De pronto se dio cuenta de que estaba muy cansada, su adolorido cuerpo empezaba a gritar y tenía unas inmensas ganas de llegar a casa y encontrarse con Sienna para contarle la odisea vivida… ¿Y si el hombre de los ojos nublados estaba esperándola? Si así fuera, gritaría como una loca, pediría auxilio, no permitiría que la volviera a encerrar.

A medida que se iba acercando a su barrio, una especie de angustia desordenada y sin sentido la fue invadiendo. Un olor a cenizas y humo, que sólo ella parecía percibir, le llegaba nítido.

Cuando alcanzó la rué Saint Julien-le-Pauvre se encontró con un paisaje desolador. El extenso sembrado de lavanda que un día había ido brotando de las ventanas de su casa y descendía en cascadas por la fachada invadiendo la calle con su aroma lila, se había convertido en un campo de chamizos quemados. Ni una sola hoja verde ni una espiga quedaban vivas.

Corrió hasta la entrada y observó las paredes de su casa: todo parecía en orden.

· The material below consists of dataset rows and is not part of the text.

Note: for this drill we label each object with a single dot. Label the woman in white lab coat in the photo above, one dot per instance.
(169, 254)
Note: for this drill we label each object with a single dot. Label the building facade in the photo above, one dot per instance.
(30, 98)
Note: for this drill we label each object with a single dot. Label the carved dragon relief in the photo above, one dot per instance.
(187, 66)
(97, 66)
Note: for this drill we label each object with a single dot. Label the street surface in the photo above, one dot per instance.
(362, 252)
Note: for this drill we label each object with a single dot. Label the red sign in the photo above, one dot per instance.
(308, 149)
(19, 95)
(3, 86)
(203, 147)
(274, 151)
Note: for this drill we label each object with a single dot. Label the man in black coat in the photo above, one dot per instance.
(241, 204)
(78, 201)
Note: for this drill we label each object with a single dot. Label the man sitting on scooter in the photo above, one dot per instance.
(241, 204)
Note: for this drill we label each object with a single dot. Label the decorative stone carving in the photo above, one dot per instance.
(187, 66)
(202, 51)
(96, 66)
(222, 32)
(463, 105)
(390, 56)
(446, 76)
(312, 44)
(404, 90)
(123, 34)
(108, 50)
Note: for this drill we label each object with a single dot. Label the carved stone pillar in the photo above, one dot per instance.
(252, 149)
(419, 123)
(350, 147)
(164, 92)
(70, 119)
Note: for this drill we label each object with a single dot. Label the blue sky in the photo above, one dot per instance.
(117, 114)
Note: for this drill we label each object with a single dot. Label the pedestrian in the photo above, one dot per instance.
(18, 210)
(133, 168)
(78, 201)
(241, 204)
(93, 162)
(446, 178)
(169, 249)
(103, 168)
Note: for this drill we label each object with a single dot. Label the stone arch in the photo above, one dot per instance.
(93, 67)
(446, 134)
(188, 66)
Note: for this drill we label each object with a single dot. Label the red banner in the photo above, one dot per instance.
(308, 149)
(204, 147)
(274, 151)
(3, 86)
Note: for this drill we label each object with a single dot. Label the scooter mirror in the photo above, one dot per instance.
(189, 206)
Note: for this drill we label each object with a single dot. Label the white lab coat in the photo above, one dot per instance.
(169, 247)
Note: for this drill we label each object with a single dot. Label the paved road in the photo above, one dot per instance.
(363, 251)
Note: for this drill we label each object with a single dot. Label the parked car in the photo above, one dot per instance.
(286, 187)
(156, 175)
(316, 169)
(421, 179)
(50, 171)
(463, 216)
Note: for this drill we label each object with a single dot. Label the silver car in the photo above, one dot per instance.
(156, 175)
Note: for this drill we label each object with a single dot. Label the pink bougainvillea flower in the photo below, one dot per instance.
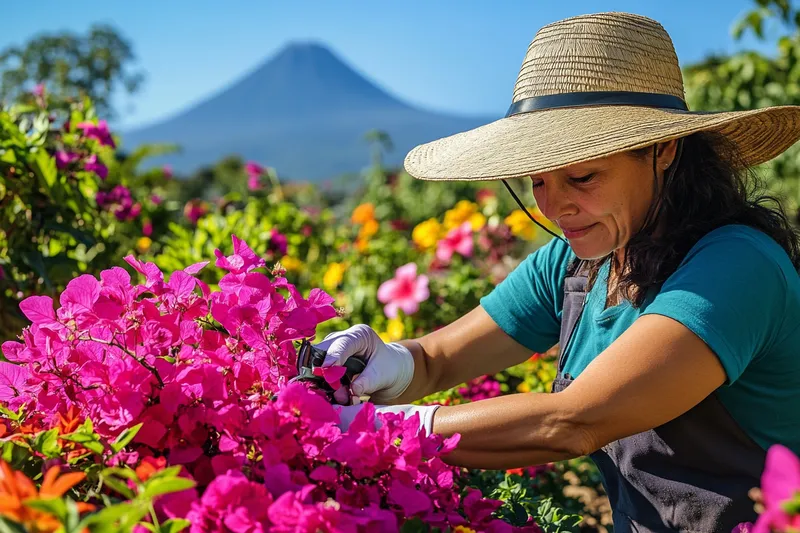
(277, 243)
(97, 131)
(194, 210)
(254, 172)
(93, 165)
(405, 291)
(780, 482)
(459, 240)
(124, 350)
(243, 259)
(63, 159)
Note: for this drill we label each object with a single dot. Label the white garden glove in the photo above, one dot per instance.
(348, 412)
(390, 367)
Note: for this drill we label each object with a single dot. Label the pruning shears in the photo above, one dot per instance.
(309, 357)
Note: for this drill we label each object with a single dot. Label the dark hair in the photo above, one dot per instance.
(710, 188)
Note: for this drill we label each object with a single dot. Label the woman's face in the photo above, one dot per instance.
(599, 205)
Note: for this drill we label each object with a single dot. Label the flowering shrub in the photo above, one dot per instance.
(168, 402)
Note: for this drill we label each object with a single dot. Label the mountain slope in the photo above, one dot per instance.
(304, 112)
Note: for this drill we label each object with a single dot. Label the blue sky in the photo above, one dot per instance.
(449, 55)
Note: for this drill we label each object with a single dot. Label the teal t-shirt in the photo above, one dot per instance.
(736, 289)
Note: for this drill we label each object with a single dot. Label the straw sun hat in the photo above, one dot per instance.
(589, 87)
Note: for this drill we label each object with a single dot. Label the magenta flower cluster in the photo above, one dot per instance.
(205, 373)
(480, 388)
(120, 202)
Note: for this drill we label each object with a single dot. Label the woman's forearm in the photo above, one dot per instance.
(425, 380)
(471, 346)
(512, 431)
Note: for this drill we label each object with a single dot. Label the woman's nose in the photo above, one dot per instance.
(555, 204)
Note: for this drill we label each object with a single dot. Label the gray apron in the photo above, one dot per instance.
(690, 474)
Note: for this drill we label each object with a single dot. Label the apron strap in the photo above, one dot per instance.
(575, 285)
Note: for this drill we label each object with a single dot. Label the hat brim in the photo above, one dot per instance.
(543, 141)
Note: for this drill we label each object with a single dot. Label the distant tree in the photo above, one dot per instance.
(379, 141)
(71, 66)
(749, 80)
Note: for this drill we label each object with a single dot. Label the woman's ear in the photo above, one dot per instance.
(666, 153)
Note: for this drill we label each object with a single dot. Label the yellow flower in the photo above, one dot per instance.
(543, 220)
(333, 276)
(462, 212)
(369, 229)
(521, 225)
(395, 329)
(426, 234)
(143, 244)
(291, 264)
(363, 213)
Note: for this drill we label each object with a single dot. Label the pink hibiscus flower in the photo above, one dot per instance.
(457, 240)
(780, 483)
(405, 291)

El incendio, o lo que fuera, sólo había tocado el campo de lavanda. Pensó en Mademoiselle. ¿Habría muerto de hambre?

Se acercó con prisa hasta una pequeña maceta y buscó debajo el duplicado de la llave que su madre le había enseñado a guardar en aquel lugar. La encontró. Al acercarse a la cerradura, su corazón le dio un brinco: la puerta estaba abierta.

Se negaba a creerlo, pero su alma lo presentía. En su interior una voz le decía que algo terrible había sucedido. Un fuego ardiendo le quemó la garganta, convirtiéndose en un grito desgarrado de lágrimas.

- ¡SIEEEEEEEEENNA!

Mazarine subió las escaleras enloquecida de dolor y entró a la habitación de La Santa. El armario estaba abierto de par en par y el cofre de cristal había desaparecido.